About two years ago, the Ice Bucket Challenge went viral on social media. People from all walks of life – including celebrities and world leaders – immediately hopped on the trend, dumping some buckets of ice and water on their heads.
Although it was intended to increase awareness about amyotrophic lateral sclerosis (ALS or Lou Gehrig’s disease) and to raise funds for it, many haters bashed it as senseless and crazy. In fact some even went as far as branding it as “slacktivism.”
Well, this news will probably fire back at all those critics.
In a BoredPanda blog report, we are told that the University of Massachusetts Medical School’s Project MinE conducted a successful research where they were able to identify the NEK1 gene as that which causes the disease. The groundbreaking discovery was recently published in Nature Genetics.
This was, of course, made possible, thanks to the $100 million raised by the online campaign with $1 million of which was used to fund the research of the university scientists. With this discovery, medical experts will have higher chances of coming up with a cure for the disease.
Project MinE founder Bernard Muller said:
“The ALS Ice Bucket Challenge enabled us to secure funding from new sources in new parts of the world. “This transatlantic collaboration supports our global gene hunt to identify the genetic drivers of ALS.”
That being said, kudos to everyone who participated in the ice bucket challenge. You guys helped make a big difference!
What is ALS?
“ALS,” according to ALSA.org, “is a progressive neurodegenerative disease that affects nerve cells in the brain and the spinal cord.”
The site also added:
“There are two different types of ALS, sporadic and familial.
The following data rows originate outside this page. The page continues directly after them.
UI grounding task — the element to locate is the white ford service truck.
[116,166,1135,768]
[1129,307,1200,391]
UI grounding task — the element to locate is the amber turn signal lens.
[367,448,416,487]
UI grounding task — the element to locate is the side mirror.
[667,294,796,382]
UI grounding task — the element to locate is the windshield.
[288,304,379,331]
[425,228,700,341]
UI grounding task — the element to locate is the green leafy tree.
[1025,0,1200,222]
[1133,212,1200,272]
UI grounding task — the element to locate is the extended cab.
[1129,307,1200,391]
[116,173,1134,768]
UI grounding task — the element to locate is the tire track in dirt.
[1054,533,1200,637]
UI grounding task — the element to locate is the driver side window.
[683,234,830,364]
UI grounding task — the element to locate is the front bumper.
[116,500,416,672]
Sporadic which is the most common form of the disease in the U.S., is 90 – 95 percent of all cases. It may affect anyone, anywhere. Familial ALS (FALS) accounts for 5 to 10 percent of all cases in the U.S. Familial ALS means the disease is inherited. In those families, there is a 50% chance each offspring will inherit the gene mutation and may develop the disease. French neurologist Jean-Martin Charcot discovered the disease in 1869.”
Currently, there is no known cure for ALS which is alarming since people who are suffering from it die within 2 to 5 years after diagnosis.